22 billion connected devices by 2024
According to the latest estimate from Ericsson, there will be around 22 billion connected devices across the world by 2024. From washing machines to sensors on public transport, IoT is continually evolving the systems that consumers use daily.
With so many connected devices available and more to come, security of IoT is critical.
Speaking about the need for enhanced security for IoT, Kevin Gillick, GlobalPlatform’s executive director, said:
“The IoT ecosystem needs to get serious about cybersecurity. Many of today’s connected objects do more than simply provide information at your fingertips – they make use of sensitive data, gather information and even impact the physical world, in many cases in critical ways.
“In light of this, there is a need for ubiquitous and standardised end-point and network security to prevent devices from becoming an entry point into a network or a platform for attacks. These are serious security concerns that need to be addressed to realise the market potential of IoT – which is why we have launched IoTopia.”
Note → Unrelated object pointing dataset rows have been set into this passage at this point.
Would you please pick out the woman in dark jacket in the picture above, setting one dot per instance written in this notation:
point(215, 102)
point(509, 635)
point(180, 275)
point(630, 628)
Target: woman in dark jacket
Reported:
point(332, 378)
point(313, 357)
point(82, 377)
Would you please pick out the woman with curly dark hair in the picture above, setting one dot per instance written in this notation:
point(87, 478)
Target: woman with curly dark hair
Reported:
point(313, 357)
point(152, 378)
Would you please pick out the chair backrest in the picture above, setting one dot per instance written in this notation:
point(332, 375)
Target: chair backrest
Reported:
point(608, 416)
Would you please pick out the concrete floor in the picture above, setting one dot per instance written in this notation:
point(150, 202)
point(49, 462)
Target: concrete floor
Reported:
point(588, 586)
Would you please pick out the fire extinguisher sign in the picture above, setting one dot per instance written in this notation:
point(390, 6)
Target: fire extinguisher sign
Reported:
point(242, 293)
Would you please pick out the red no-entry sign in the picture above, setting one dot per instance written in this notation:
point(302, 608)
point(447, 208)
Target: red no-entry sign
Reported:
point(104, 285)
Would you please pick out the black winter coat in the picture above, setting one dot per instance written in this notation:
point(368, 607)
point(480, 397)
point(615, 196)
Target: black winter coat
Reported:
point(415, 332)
As the number of connected devices grow, identifying each device becomes increasingly important, and complex. However, another factor that must not be ignored is privacy. Data is extremely valuable and precious to each individual. Respecting the right to data protection is becoming increasingly difficult but it is critical for the ongoing trust of consumers and whether society as a whole will trust IoT devices in the future.
GlobalPlatform IoTopia Committee Chair, Russ Gyurek added:
“IoTopia will provide a detailed but executable framework that is standards-based, industry-wide and able to evolve as security capabilities and requirements change.
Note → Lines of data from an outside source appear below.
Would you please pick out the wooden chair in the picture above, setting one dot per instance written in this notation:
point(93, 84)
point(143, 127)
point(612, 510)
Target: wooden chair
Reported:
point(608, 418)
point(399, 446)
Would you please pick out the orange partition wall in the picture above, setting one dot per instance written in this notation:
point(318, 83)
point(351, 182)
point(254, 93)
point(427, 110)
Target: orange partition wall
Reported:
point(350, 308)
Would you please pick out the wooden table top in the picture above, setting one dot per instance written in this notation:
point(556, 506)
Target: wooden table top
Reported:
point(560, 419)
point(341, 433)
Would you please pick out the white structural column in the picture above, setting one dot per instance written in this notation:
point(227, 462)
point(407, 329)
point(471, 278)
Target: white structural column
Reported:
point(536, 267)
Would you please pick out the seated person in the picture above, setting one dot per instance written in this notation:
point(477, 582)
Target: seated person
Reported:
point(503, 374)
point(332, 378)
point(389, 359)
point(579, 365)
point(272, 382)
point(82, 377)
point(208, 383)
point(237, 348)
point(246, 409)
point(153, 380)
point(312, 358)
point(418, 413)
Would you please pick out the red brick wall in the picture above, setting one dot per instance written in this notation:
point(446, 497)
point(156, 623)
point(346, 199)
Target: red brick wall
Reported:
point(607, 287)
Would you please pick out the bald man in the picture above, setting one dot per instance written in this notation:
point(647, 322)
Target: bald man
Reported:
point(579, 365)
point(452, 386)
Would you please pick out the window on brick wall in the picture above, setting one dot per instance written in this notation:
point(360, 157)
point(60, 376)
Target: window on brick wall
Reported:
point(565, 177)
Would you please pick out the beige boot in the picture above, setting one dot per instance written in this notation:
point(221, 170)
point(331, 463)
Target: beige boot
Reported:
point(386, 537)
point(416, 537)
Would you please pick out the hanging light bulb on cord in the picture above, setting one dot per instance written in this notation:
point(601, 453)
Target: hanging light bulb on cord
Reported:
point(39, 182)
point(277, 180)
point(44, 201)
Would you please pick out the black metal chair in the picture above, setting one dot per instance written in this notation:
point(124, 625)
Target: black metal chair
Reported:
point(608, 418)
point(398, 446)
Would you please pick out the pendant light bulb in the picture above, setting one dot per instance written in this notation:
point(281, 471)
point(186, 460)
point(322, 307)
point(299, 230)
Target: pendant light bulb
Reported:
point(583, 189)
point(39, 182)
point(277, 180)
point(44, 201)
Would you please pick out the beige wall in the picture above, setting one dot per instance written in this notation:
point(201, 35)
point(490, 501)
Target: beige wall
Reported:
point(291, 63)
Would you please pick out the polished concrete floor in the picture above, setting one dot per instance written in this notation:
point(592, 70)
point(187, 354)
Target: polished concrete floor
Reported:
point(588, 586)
“Importantly, IoTopia is bringing together global and regional guidelines and requirements to help device manufacturers build products and services that satisfy regulatory mandates. This offers the flexible security blueprint that is needed for device makers to build secure devices without having to become cybersecurity companies or experts.”
Going forward, security management must be approached in innovate ways, moving away from reactive to proactive and fully automated. It won’t just be consumers that will continue to use devices. More than ever, whole cities are adopting IoT technologies in order to save time and money.
In the near future, the combination of IoT and cloud computing will inevitably boost the growth of the IoT systems and cloud-based services across global societies.